The longitudinal results were particularly intriguing. Parent, youth, and teacher reports on the TPA and BFS scales all showed a decline over time, on average (Figure 1). But similarity of average results is not the same as high agreement on individual cases. Parent and teacher reports were correlated on trajectories of externalizing and top problem severity, while teachers and youths tended to agree on trajectories of internalizing problems (Table 7). As meaningful as these significant cross-informant correlations may be, the weak and non-significant correlations are equally meaningful. If all informants agreed strongly, it would be unnecessary and redundant to bother collecting data from 2–3 informants; 1–2 informants would suffice. The present data suggest that teachers were observing different clinical trajectories from those reported by parents and youths, supporting the incremental utility of teacher-report.

Overall, multi-informant patterns are consistent with the literature and suggest that teachers, parents, and youths are contributing different pieces of information to the assessment process (De Los Reys et al., 2015). Indeed, the three informants represent different perspectives, different settings, and samplings of experience on which to base their ratings. Given that teachers see the child only at school, we would not necessarily expect their ratings to correlate with parent and self-report perspectives that draw from observations outside of school. In this regard, patterns of convergence and divergence are both meaningful.

Now that we have parallel three-informant measures—one nomothetic, one idiographic—the implications for clinical and research applications are considerable. Clinicians and families involved in MBC stand to benefit from an increased number of datapoints reflecting how treatment is going, and particularly when those datapoints represent the primary contexts in which youths live their lives, including their own self-perceptions, at home, and at school. The BFS and TPA provide a more complete understanding of youth functioning across contexts. Between these two brief instruments (the 3-item TPA, and the 12-item BFS with three scales) and three different informants (P, Y, T), clinicians can have as many as 12 dynamic navigational indicators by which to “guide the voyage of treatment” (Youngstrom et al., 2017). This is relevant to treatment in school-based mental health care and beyond (e.g., outpatient, inpatient).

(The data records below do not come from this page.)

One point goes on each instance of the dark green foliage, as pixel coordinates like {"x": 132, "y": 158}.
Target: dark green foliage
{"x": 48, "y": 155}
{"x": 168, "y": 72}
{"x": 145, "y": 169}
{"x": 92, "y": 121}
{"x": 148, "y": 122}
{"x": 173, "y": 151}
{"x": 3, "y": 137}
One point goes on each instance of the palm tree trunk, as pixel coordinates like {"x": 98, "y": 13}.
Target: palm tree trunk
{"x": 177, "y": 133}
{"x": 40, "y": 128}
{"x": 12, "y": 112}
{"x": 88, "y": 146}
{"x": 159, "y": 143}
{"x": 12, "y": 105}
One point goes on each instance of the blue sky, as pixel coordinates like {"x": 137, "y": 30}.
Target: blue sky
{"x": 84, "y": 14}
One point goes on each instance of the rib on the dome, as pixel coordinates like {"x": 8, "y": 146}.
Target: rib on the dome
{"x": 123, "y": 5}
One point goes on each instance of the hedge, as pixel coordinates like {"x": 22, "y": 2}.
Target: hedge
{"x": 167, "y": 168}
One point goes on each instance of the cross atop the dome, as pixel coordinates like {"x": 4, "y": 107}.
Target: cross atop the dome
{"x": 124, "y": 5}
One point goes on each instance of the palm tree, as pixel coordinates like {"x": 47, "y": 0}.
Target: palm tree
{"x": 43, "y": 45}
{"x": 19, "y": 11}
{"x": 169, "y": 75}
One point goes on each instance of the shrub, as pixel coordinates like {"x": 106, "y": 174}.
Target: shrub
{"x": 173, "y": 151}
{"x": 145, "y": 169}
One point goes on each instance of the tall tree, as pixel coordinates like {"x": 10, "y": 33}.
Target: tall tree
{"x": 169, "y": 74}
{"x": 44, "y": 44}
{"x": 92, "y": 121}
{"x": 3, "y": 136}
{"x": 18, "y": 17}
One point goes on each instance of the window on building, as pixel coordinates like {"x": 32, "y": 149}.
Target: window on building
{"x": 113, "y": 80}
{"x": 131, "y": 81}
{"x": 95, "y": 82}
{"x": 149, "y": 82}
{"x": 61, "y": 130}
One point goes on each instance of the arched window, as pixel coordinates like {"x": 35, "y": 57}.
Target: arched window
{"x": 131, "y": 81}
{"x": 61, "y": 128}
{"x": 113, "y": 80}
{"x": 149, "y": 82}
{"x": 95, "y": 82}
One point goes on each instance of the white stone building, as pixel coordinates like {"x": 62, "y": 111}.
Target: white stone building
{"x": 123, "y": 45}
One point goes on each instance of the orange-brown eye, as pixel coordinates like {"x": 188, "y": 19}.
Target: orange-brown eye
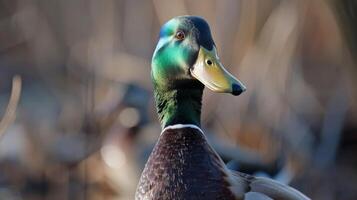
{"x": 180, "y": 35}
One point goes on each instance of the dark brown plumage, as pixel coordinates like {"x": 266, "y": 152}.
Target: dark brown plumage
{"x": 183, "y": 166}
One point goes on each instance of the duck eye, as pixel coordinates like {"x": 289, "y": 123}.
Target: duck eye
{"x": 180, "y": 35}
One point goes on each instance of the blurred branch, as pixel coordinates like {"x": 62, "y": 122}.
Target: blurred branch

Yet, with more data comes more complexity, including important questions regarding how to integrate and act upon the data. This is particularly true when two or three informants differ markedly in their reports. For example, if a clinician sees that teacher-report shows improvement, but parent-report does not, they might conclude that school-based aspects of treatment are succeeding but more work is needed at home. These decision-making processes might include reliance on clinical judgment, knowledge of the specific case details (for which idiographic TPA data could be useful), and a case-conceptualization that includes hypothesized explanations for the informant discrepancies (De Los Reyes et al., 2015). Future measurement validation work could test interpretations of informant discrepancies in treatment outcomes. For example, Kraemer et al.’s (2003) “Satellite Model” allows users to synthesize parent, youth, and teacher data into interpretable component scores that can be studied in relation to criterion variables (e.g., home- and school-specific indicators of functioning). Prior research provides some examples (e.g., Charamut et al., 2022; De Los Reyes et al., 2022), but future research could extend this work into MBC and repeated measures designs.

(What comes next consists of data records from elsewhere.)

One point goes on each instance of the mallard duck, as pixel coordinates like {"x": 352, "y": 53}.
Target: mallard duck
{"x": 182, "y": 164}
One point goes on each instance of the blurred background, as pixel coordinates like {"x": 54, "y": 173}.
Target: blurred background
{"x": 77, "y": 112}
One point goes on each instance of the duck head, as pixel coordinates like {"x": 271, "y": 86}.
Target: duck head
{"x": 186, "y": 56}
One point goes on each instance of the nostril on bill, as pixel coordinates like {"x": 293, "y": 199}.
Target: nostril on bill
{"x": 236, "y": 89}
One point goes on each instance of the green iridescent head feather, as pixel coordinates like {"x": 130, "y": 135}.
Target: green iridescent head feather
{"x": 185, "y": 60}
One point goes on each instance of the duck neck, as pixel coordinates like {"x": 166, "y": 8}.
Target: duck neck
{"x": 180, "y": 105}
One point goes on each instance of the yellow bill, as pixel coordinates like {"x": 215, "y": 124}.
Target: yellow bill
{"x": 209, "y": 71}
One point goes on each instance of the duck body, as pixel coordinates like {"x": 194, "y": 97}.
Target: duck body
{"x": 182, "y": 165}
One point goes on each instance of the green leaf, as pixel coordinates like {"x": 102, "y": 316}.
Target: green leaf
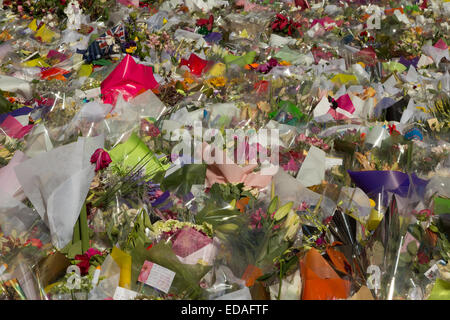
{"x": 283, "y": 211}
{"x": 181, "y": 181}
{"x": 412, "y": 248}
{"x": 74, "y": 250}
{"x": 266, "y": 276}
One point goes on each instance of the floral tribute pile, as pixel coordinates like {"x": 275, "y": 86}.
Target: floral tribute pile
{"x": 136, "y": 163}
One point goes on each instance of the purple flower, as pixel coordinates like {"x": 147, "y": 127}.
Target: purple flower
{"x": 213, "y": 37}
{"x": 101, "y": 159}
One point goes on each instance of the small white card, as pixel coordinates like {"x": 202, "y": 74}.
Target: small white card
{"x": 156, "y": 276}
{"x": 124, "y": 294}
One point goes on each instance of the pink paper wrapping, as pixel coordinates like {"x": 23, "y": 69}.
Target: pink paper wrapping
{"x": 129, "y": 79}
{"x": 441, "y": 45}
{"x": 228, "y": 172}
{"x": 134, "y": 3}
{"x": 188, "y": 241}
{"x": 344, "y": 102}
{"x": 14, "y": 128}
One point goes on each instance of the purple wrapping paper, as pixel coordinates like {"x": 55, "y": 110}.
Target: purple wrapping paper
{"x": 375, "y": 182}
{"x": 15, "y": 113}
{"x": 383, "y": 104}
{"x": 407, "y": 63}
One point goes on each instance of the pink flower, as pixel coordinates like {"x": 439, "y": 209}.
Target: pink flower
{"x": 35, "y": 243}
{"x": 101, "y": 159}
{"x": 303, "y": 206}
{"x": 153, "y": 130}
{"x": 92, "y": 252}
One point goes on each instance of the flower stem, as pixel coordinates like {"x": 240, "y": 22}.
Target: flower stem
{"x": 84, "y": 229}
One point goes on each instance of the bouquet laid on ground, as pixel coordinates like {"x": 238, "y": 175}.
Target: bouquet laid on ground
{"x": 224, "y": 150}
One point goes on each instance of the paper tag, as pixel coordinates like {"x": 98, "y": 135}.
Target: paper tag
{"x": 124, "y": 294}
{"x": 156, "y": 276}
{"x": 331, "y": 162}
{"x": 432, "y": 273}
{"x": 251, "y": 274}
{"x": 242, "y": 294}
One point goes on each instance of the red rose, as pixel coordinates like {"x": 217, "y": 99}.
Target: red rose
{"x": 423, "y": 258}
{"x": 83, "y": 264}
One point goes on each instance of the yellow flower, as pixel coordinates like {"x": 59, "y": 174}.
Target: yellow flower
{"x": 131, "y": 49}
{"x": 218, "y": 81}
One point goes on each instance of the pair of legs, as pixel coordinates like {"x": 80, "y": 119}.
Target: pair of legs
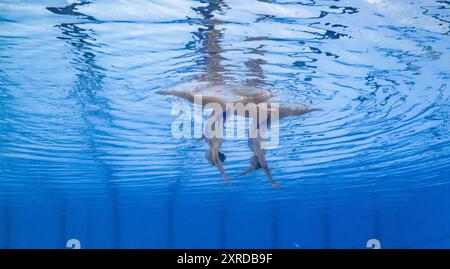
{"x": 258, "y": 160}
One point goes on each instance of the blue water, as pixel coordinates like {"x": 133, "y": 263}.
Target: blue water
{"x": 86, "y": 150}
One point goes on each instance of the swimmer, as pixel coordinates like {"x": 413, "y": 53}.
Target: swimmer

Findings also point to other tasks for future research. In particular, the informant-specific variations in the modified factor structure suggests the possibility that all the BFS items do not “work” equally well for measuring internalizing and externalizing across all three informants. This is not terribly surprising, as multi-informant measures (e.g., Achenbach & Rescorla, 2001; Weisz et al., 2020) prioritize keeping item content, factor structures, and instruction/response characteristics parallel across informants (De Los Reyes et al., 2013). This comes with the tradeoff of having to optimize the instrument in aggregate. Alternatively, attempting to optimize measurement for each informant can lead to different items, scales, and factor structures across raters (e.g., Reynolds & Kamphaus, 2015), posing challenges for multi-informant integration (De Los Reyes et al., 2013). The slight modifications made to the BFS factor structure here (e.g., correlated residuals, anxiety and depression subordinate to internalizing problems) may be sample- and informant-specific rather than meaningful for applied measurement (e.g., scale-level internal consistency and validity correlations were still supported). Additionally, slight modifications did not impact overall scoring and interpretation of the BFS and might not be necessary in larger samples. Nevertheless, further examination of the BFS items and factor structure across informant remains an important task for future research.

Relatedly, the slopes for BFS-T externalizing problems, while negative, did not reach statistical significance. This probably reflects upon the data more than the scale itself. First, teacher-rated externalizing scores were relatively low at baseline and therefore had little room to decrease over time. Moreover, the classroom context (sitting at desks, direct instruction, routines, etc.) may be less conducive to disruptive behavior than other settings (e.g., recess, lunch, free time). Evidence for treatment sensitivity of BFS-T Externalizing Problems remains to be established in future research. Finally, it is important to acknowledge that gathering MBC data via teacher-report or from 3+ informants could be complicated logistically, particularly in routine clinical care contexts. Future work should focus on developing and evaluating strategies for gathering, integrating, and acting upon these data to guide the course of treatment.

Strengths and Limitations

Study strengths include the use of three informants rating the same scales on the same youths. In support of generalizability, the sample was referred for school-based treatment via usual channels across many different schools and districts in a large metropolitan area that reflected the socioeconomic and demographic diversity of the population. Another strength is that longitudinal and cross-sectional data allowed us to look at two important aspects of treatment: clinical presentation at initial referral and trajectories of change thereafter. Finally, the measures themselves (BFS, TPA) possess many strengths, which are detailed in the Introduction and Measures sections (e.g., free, brief, multi-informant, idiographic, nomothetic).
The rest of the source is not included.